Adds Herod Mullick, secretary of Bangiya Christiya Pariseba (Bengal Christian Services): “The insistence on NOCs is nothing but a power grabbing mechanism.” According to Mullick, the state government’s minority affairs and madrasah education department, promoted in the wake of the well-intentioned West Bengal Minorities Commission Act 1996, has designated itself the “competent authority” under the Act and has “usurped” the right to determine the minority status of education institutions and issue NOCs.

Unsurprisingly, the department aka competent authority, has gone about exercising its self-appointed role of referee in typical bureaucratic fashion. “Minority schools are asked to submit 15 documents when they apply for a NOC. Three months later, the department asks for ten additional documents and four months later, yet another set of documents,” says Mullick.

The bureaucratic sloth and incompetence of the department is confirmed by the rector of a Kolkata-based Dayanand Anglo Vedic (DAV) minority school. “By the end of this staggered process, the first batch of documents is usually misplaced and one has to go through the rigmarole once again. It’s sheer harassment of minority schools whose sin is that they are more popular than government schools,” he says.

Moreover the state government retains its vice-like grip over the school education system by issuing NOCs with a validity of only three years. “Institutions, which fail to obtain renewal of recognition before the end of the expiry period, shall be treated as non-minority institutions,” says a department circular which exempts “old established” schools from the obligation to renew their NOCs.

Nevertheless according to WBAMEI, this is an onerous imposition as there are more than 2,000 ‘new’ minority schools in the state, run by Christian, Muslim, Sikh and Buddhist communities. Therefore the minority schools association has decided to oppose the short-term three-year minority status NOC granted by the state government. Says Abdur Rauf, working president of WBAMEI: “We demand that minority status be granted permanently.”

The auguries for this demand of WBAMEI are good. One of the commitments under the National Commission for Minorities Education Commission Act, 2004 is protection of the fundamental rights of minorities guaranteed under Article 30 of the Constitution.
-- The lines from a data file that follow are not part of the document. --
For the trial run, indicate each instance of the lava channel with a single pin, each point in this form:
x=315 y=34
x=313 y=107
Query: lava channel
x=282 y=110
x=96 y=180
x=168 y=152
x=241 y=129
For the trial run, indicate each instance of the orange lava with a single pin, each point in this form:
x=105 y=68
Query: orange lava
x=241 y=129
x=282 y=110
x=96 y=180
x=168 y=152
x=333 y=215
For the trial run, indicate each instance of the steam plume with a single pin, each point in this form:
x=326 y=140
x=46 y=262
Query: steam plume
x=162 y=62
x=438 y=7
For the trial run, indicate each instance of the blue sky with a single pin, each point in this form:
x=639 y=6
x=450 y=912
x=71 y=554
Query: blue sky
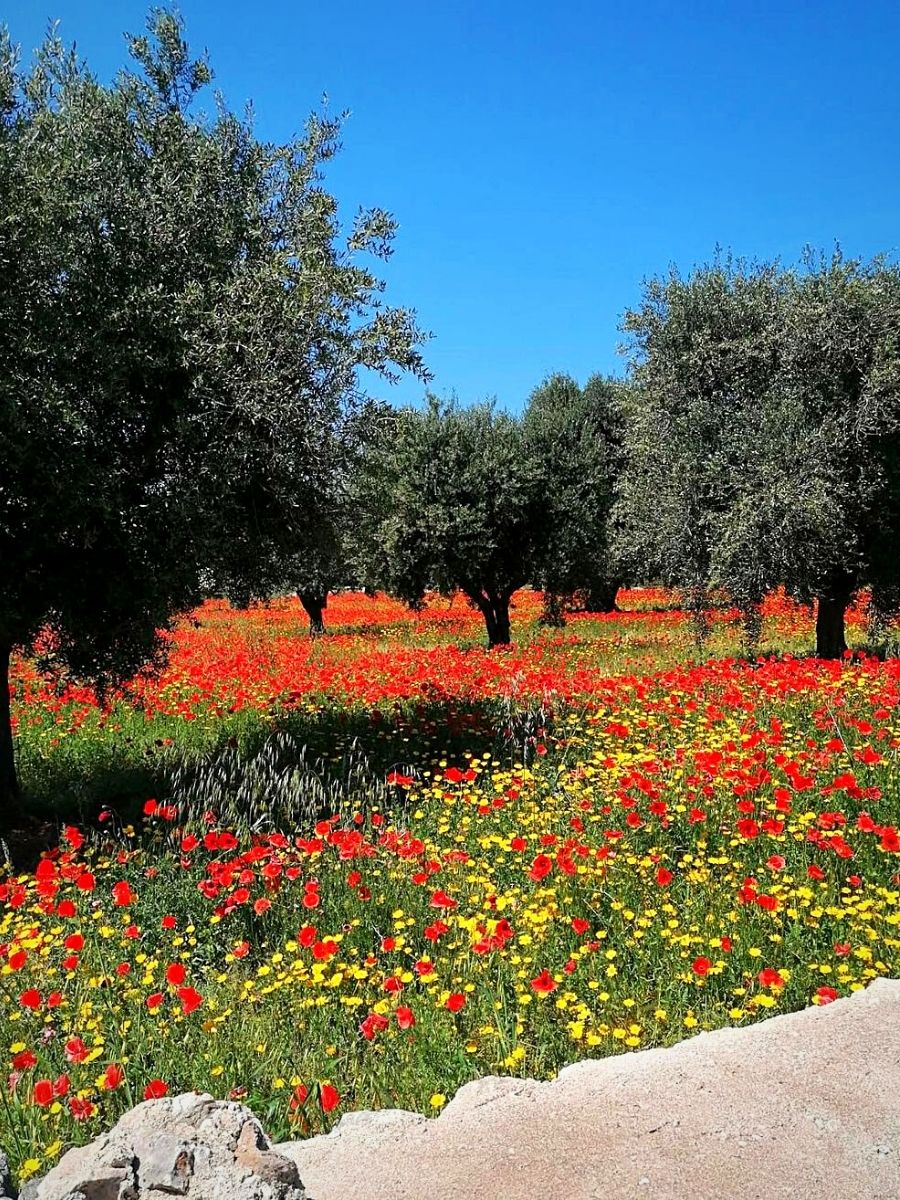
x=543 y=159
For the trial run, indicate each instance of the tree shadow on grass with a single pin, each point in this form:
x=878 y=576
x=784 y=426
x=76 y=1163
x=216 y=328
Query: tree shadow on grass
x=77 y=781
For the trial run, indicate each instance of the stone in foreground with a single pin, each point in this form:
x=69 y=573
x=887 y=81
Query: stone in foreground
x=180 y=1146
x=803 y=1105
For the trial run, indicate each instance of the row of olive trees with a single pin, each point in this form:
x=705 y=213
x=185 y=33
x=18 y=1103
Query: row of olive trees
x=755 y=443
x=181 y=324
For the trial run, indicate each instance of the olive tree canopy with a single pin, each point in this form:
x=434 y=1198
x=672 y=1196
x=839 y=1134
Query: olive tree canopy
x=180 y=319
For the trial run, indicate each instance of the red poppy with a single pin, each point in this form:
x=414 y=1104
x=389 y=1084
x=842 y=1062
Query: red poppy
x=82 y=1110
x=406 y=1020
x=123 y=895
x=76 y=1050
x=771 y=978
x=544 y=983
x=191 y=1000
x=113 y=1077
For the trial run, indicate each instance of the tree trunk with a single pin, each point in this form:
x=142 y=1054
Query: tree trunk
x=601 y=598
x=495 y=609
x=831 y=641
x=9 y=779
x=315 y=604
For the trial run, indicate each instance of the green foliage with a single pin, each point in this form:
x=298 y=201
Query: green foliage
x=456 y=502
x=575 y=439
x=180 y=328
x=762 y=433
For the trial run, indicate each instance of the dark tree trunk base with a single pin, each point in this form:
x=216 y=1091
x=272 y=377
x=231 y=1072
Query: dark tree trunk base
x=315 y=604
x=601 y=599
x=10 y=795
x=495 y=609
x=831 y=639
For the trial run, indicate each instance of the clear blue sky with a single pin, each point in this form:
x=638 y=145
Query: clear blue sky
x=543 y=159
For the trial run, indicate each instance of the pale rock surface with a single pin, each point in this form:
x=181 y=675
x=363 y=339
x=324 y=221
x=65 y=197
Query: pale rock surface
x=179 y=1146
x=803 y=1107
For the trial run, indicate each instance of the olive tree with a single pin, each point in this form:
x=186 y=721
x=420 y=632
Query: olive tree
x=180 y=318
x=762 y=433
x=455 y=502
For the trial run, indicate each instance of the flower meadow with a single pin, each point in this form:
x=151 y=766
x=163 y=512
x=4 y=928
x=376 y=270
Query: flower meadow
x=589 y=844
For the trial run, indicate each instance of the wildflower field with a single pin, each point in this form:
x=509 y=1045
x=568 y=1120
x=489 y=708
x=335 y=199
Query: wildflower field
x=447 y=862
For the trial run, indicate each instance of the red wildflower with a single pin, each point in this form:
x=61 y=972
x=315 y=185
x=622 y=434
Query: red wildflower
x=544 y=983
x=406 y=1020
x=190 y=999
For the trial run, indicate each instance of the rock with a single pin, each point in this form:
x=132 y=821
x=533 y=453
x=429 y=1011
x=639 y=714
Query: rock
x=179 y=1146
x=798 y=1105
Therefore under the said Act, a National Commission for Minority Educational Institutions (NCMEI) has been duly established.

WBAMEI office bearers believe that they have the right to appeal to NCMEI to resolve problems faced by minorities seeking NOCs for establishing educational institutions of their choice. Moreover the commission is specifically empowered to adjudicate disputes relating to the minority status of educational institutions. “I believe that the establishment of NCMEI has conferred true freedom and autonomy upon minorities to establish and administer educational institutions of their choice. This is a very positive development for Indian education,” says Rauf.

Quite clearly WBAMEI intends to file a petition in NCMEI against the West Bengal government for issuing limited duration NOCs to minority institutions. The state government has a lot of explaining to do.